The piece couldn’t have come at a more appropriate time as recently, Goldman has been trying to show a warmer, fuzzier side. Lloyd Blankfein made the rounds on financial TV this spring (very rare) and the company even got a twitter handle (transparency!). But apparently The Onion, known for its cutting satire, doesn’t think Goldman’s campaign goes far.
See, Mr. Kohler clearly represents the bank’s attempt at a PR makeover, and in the piece he is secluded in a “16-square-foot office in a seldom-traveled hallway adjacent to the office cafeteria’s dishwashing facility”, barred from “ever taking a high-ranking position within the U.S. government, as that would present a serious conflict of interest,” and of course, he reports to no one and has no influence within the company.

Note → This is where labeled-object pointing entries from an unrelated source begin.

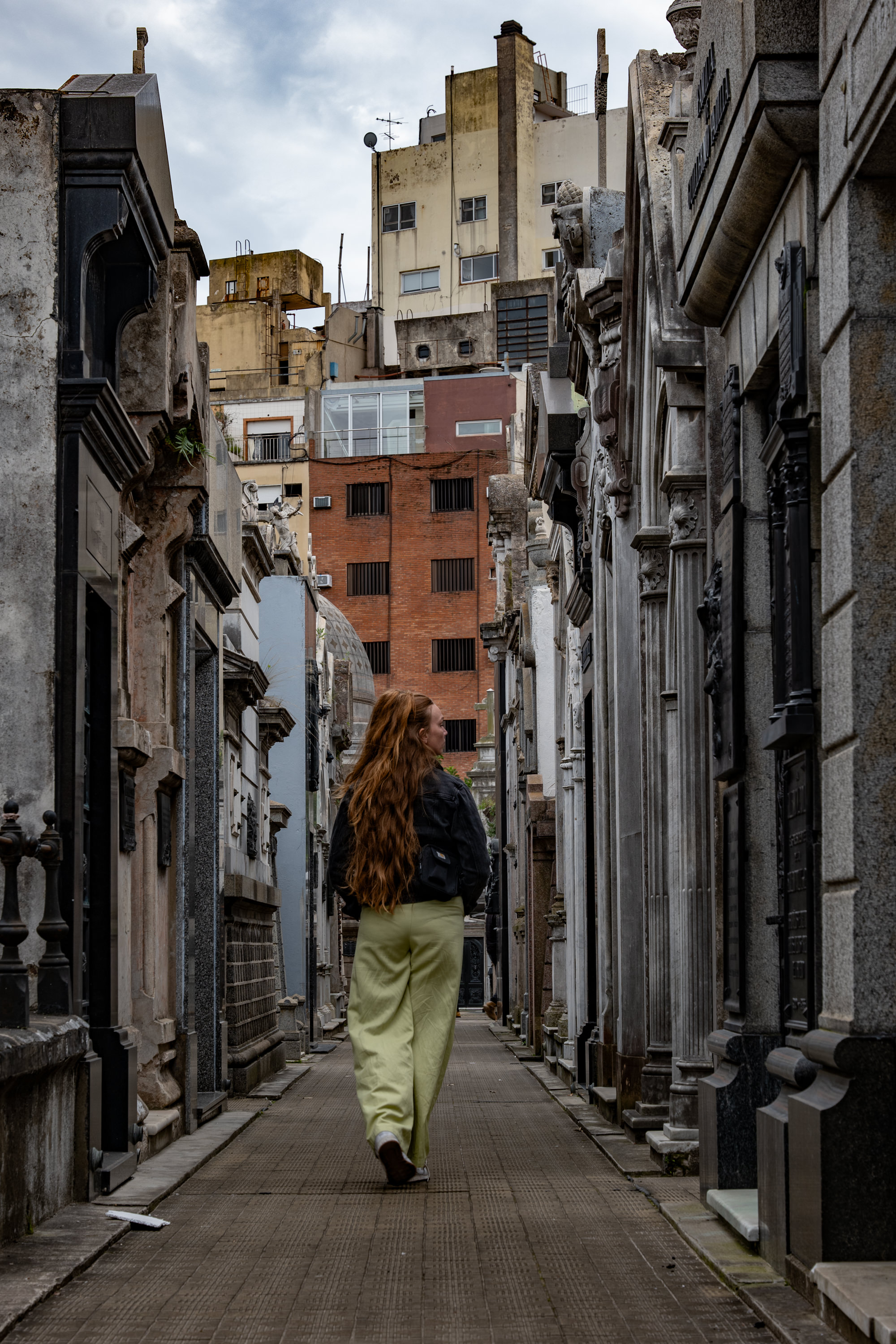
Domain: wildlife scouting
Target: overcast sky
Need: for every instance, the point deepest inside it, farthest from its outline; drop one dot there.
(267, 103)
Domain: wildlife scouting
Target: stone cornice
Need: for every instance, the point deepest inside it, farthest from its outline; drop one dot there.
(90, 408)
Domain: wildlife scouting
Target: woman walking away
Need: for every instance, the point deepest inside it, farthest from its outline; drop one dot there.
(409, 857)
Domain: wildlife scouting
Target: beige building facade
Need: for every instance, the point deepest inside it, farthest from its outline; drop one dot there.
(472, 202)
(261, 366)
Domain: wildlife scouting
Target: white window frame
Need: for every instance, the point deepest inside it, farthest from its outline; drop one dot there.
(421, 288)
(381, 440)
(481, 280)
(469, 429)
(401, 226)
(472, 202)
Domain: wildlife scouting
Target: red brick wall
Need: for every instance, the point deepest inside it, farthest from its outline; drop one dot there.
(457, 398)
(410, 537)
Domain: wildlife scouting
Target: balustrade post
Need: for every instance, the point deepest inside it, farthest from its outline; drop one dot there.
(14, 978)
(54, 972)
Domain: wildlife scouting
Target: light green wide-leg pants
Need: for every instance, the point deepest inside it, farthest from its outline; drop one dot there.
(401, 1015)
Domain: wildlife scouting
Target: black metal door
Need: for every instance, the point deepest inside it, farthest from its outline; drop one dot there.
(472, 975)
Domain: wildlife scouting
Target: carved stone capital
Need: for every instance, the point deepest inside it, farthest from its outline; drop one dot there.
(688, 517)
(653, 572)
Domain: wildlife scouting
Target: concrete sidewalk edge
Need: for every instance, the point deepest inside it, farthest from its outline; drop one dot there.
(782, 1310)
(57, 1252)
(68, 1244)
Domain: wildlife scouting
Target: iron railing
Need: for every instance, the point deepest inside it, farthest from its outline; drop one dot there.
(54, 972)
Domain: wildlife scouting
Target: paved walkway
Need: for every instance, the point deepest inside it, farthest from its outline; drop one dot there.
(524, 1234)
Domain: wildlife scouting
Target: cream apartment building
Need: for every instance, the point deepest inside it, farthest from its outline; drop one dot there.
(472, 202)
(261, 365)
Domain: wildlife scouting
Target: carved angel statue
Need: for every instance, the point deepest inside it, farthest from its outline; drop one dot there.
(250, 502)
(284, 535)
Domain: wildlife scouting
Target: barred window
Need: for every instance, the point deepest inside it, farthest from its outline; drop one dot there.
(453, 576)
(452, 496)
(366, 498)
(454, 655)
(367, 580)
(378, 655)
(523, 328)
(461, 736)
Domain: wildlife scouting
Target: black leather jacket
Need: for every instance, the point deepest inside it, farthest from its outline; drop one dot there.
(445, 816)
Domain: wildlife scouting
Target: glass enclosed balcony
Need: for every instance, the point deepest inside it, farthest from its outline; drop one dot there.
(367, 424)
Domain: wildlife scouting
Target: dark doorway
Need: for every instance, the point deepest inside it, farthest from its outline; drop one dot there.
(472, 975)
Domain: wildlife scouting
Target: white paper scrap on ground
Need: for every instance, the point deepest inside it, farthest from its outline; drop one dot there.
(140, 1219)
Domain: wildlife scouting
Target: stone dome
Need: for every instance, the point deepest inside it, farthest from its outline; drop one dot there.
(343, 643)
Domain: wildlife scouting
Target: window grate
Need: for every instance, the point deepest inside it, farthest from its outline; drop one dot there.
(367, 580)
(461, 736)
(454, 655)
(453, 576)
(452, 496)
(365, 499)
(523, 328)
(312, 728)
(378, 654)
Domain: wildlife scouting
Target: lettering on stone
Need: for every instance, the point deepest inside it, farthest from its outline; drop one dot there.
(792, 326)
(730, 408)
(252, 828)
(127, 814)
(797, 893)
(734, 944)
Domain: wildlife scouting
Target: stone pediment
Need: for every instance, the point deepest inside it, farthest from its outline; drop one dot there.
(275, 724)
(677, 343)
(245, 683)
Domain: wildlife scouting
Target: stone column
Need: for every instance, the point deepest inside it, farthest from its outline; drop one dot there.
(691, 908)
(571, 906)
(605, 1030)
(843, 1166)
(656, 1078)
(628, 822)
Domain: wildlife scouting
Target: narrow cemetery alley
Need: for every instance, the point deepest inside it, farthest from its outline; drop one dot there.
(289, 1234)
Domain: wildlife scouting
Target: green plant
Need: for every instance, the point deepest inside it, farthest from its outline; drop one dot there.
(186, 447)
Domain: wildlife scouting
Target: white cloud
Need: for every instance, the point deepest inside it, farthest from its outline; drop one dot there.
(267, 103)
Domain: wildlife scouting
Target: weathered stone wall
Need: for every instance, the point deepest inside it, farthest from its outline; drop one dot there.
(29, 345)
(38, 1105)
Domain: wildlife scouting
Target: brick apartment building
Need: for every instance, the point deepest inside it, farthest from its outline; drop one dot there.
(398, 482)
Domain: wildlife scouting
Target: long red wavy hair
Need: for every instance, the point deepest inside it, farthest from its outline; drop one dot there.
(385, 784)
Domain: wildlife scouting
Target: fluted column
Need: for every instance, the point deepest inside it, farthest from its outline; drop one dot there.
(570, 905)
(691, 910)
(653, 574)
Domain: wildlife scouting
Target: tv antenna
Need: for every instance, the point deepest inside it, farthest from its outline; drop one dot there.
(340, 289)
(392, 121)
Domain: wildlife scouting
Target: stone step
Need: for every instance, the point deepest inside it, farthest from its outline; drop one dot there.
(275, 1086)
(739, 1209)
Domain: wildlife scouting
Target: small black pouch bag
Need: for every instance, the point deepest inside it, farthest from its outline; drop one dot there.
(437, 874)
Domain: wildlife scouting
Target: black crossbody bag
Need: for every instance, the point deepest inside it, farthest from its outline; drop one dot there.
(437, 873)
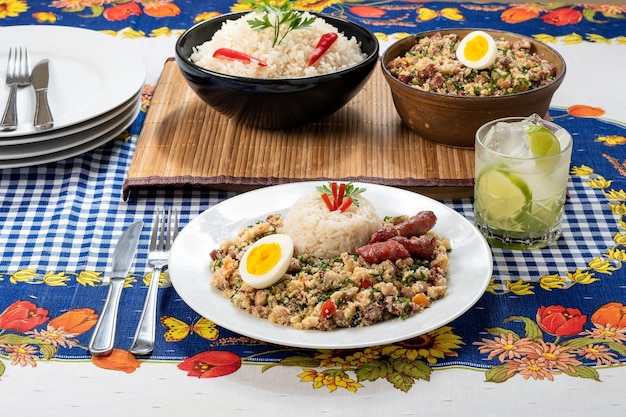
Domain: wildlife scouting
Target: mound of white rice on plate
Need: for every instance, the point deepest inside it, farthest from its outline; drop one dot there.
(323, 233)
(289, 59)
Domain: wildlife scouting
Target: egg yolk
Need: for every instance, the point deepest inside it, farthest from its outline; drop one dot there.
(476, 48)
(263, 258)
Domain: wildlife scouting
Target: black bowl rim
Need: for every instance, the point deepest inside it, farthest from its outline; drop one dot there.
(390, 78)
(231, 16)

“While Mr. Kohler won’t be attending a single meeting or influencing any of our business decisions, we’re confident his acute sense of professional integrity will prove a valuable asset,” Siewert continued..
….Kohler will report to a vice president of private wealth management who will be barred from communicating with him in person, by phone, or over e-mail in the event Kohler accidentally hears about, and thus has to report, any instances of duplicitous behaviour.
Even more hilarious was the comment that a fake Goldman employee made about the hire. This individual, who spoke on the condition of anonymity, of course, expressed concern that Mr. Kohler might destroy the bank’s carefully crafted culture:
“On a certain level, I’m not worried about having him on board—he’s just one guy, after all—but the mere fact that we’ll be sharing an office with someone who plays by the rules is extremely depressing,” said a managing director who spoke on condition of anonymity. “At the end of the day, you just want to cut loose with a few of your coworkers and expense a $2,000 meal without having to think that someone’s back at the office doing his job with professionalism and character.”
“It’s just that I value the tradition we’ve all worked so hard to create here,” he continued. “I wouldn’t want one virtuous person to ruin that.”